Il est vrai qu’il a fréquenté les milieux nationalistes et a été, sinon membre,du moins très proche de l’OAS (Organisation armée secrète) qui s’oppose à l’indépendance de l’Algérie. Selon lui, il a été chargé, en 1962, d’abattre le général de Gaulle alors président de la République. Mais un contre ordre est venu annuler ce dessein. Le 27 février de la même année, il est arrêté à Villefranche-sur-Mer, dans une imprimerie clandestine qui imprime des tracts pour l’OAS. Il est incarcéré aux Baumettes d’où il ressort en 1965. C’est à cette époque qu’il s’installe à Bézaudan-les-Alpes, dans l’arrière-pays niçois. En 1968, il ouvre un magasin de photo à Nice dans le quartier Ferber.
Une évasion spectaculaire
Albert Spaggiari, qui est incarcéré depuis 5 mois à la prison de Nice, attend son procès. Robert Desroches et Michel Brusot, ses amis d’Indochine avec qui il a conclu un pacte « à la vie à la mort » décident de le faire évader. Desroches lui envoie un croquis sur lequel on voit un homme sauter par une fenêtre en se tenant à une gouttière. Spaggiari comprend que c’est lors d’une audition au tribunal, dans le bureau du juge d’instruction Richard Bouazis, qu’il devra se faire la belle par la fenêtre.
Le 10 mars 1977, le plan est mis à exécution. À 15 heures, Spaggiari, qui est accompagné de son avocat Jacques Peyrat (futur maire de Nice) demande au juge de faire sortir du bureau son escorte, sous prétexte de révélations à faire concernant des individus haut placés de la politique locale. Le juge s’exécute. Albert Spaggiari, lui fournit alors trois schémas représentant un plan d’accès au tunnel des coffres. Le juge les examine mais semble ne pas comprendre les croquis. Spaggiari se lève en prétextant vouloir lui expliquer plus en détail les documents qu’il vient de lui remettre. Il s’approche de la fenêtre, l’ouvre et saute aussi sec sept mètres plus bas. Il tombe sur le toit d’une voiture garée le long du trottoir et s’échappe grâce à un complice qui l’attend à moto.
Le motard le transporte jusqu’au parking souterrain de la place Masséna où il se cache alors dans le coffre d’une voiture qui l’emmène sur le champ dans une planque située près du port de Nice. Il restera plusieurs jours dans cet appartement du quartier et du Parc Vigier.
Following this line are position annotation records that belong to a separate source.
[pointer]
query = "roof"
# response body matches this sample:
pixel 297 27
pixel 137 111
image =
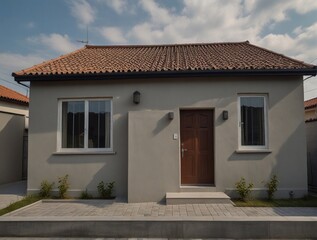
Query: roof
pixel 9 95
pixel 210 57
pixel 311 103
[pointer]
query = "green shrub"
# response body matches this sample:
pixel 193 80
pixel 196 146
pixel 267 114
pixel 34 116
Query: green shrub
pixel 46 188
pixel 105 190
pixel 85 195
pixel 272 187
pixel 243 189
pixel 63 186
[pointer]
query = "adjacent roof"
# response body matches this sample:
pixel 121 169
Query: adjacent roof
pixel 9 95
pixel 202 57
pixel 311 103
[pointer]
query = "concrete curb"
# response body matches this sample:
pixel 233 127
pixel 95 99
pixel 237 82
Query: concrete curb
pixel 22 208
pixel 164 227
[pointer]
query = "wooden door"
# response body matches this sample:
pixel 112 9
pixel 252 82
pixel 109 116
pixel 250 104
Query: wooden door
pixel 197 147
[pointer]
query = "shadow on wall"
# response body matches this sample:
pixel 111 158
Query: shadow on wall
pixel 161 124
pixel 11 147
pixel 311 134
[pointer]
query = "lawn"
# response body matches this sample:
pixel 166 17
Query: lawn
pixel 309 201
pixel 19 204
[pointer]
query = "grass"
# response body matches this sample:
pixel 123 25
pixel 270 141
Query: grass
pixel 309 201
pixel 19 204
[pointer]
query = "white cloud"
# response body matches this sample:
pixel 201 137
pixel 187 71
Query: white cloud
pixel 30 25
pixel 56 42
pixel 11 62
pixel 82 11
pixel 113 35
pixel 119 6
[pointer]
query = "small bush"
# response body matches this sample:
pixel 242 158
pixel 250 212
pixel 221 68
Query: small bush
pixel 272 187
pixel 243 189
pixel 85 195
pixel 63 186
pixel 46 188
pixel 105 190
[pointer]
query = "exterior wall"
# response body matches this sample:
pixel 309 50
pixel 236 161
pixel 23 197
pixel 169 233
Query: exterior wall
pixel 310 114
pixel 311 133
pixel 11 146
pixel 147 160
pixel 14 108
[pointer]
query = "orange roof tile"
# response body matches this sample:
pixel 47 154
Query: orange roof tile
pixel 160 58
pixel 310 103
pixel 7 94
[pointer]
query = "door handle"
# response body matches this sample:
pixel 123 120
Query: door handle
pixel 183 150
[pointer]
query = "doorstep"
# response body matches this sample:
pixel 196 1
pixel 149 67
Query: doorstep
pixel 173 198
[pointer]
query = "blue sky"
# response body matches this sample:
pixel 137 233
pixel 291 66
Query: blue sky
pixel 36 30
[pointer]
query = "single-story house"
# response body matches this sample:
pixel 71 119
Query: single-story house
pixel 311 134
pixel 160 119
pixel 13 124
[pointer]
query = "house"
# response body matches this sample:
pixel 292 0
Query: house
pixel 160 119
pixel 13 119
pixel 311 135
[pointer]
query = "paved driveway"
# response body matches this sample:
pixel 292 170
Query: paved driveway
pixel 104 208
pixel 12 192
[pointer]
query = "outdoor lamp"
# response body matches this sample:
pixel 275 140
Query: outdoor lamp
pixel 171 115
pixel 136 97
pixel 225 115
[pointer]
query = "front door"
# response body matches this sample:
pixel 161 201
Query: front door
pixel 197 155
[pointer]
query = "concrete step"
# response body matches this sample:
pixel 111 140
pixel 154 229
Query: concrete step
pixel 196 197
pixel 197 189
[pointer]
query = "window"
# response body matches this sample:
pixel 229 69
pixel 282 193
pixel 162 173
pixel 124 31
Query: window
pixel 85 125
pixel 252 122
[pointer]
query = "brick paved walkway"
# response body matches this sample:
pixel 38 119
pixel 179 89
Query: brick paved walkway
pixel 151 209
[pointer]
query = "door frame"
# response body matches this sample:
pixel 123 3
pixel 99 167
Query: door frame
pixel 212 109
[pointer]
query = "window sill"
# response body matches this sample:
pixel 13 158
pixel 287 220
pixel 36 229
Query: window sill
pixel 253 151
pixel 84 153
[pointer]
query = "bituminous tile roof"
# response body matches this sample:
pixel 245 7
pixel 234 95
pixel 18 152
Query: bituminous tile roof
pixel 311 103
pixel 158 58
pixel 7 94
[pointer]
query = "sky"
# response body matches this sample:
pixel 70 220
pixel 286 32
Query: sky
pixel 33 31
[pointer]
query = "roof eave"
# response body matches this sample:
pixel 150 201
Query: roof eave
pixel 15 101
pixel 170 74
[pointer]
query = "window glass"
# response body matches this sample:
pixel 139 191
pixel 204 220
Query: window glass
pixel 99 124
pixel 86 124
pixel 73 124
pixel 252 121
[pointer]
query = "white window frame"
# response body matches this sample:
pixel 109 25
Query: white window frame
pixel 85 149
pixel 253 147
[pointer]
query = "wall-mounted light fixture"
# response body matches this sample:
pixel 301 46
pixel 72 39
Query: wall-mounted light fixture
pixel 171 115
pixel 225 115
pixel 136 97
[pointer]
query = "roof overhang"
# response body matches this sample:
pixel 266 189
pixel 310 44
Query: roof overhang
pixel 165 74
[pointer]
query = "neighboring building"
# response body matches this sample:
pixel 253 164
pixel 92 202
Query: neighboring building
pixel 168 118
pixel 13 119
pixel 311 134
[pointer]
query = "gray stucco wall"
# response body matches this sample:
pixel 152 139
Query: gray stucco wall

Quelques jours plus tard, il envoie au propriétaire de la Renault 6, sur laquelle il s’est réceptionné et dont le toît est complètement enfoncé, un mandat de 3 000 francs au nom d’Albert Mandrino, en guise de remboursement.
Une cavale médiatisée
Albert Spaggiri va passer douze ans de sa vie en cavale. Une période durant laquelle il voyagera beaucoup, le plus souvent grimé, et sous la fausse identité de Romain Clément. Il séjourne en Amérique du Sud, au Brésil puis en Argentine où il acquiert une grande propriété . Traqué et craignant d’être retrouvé, il subit une opération de chirurgie esthétique par Ivo Pitanguy en Argentine. Il se cachera aussi au Chili, en Espagne et dans le nord de l’Italie.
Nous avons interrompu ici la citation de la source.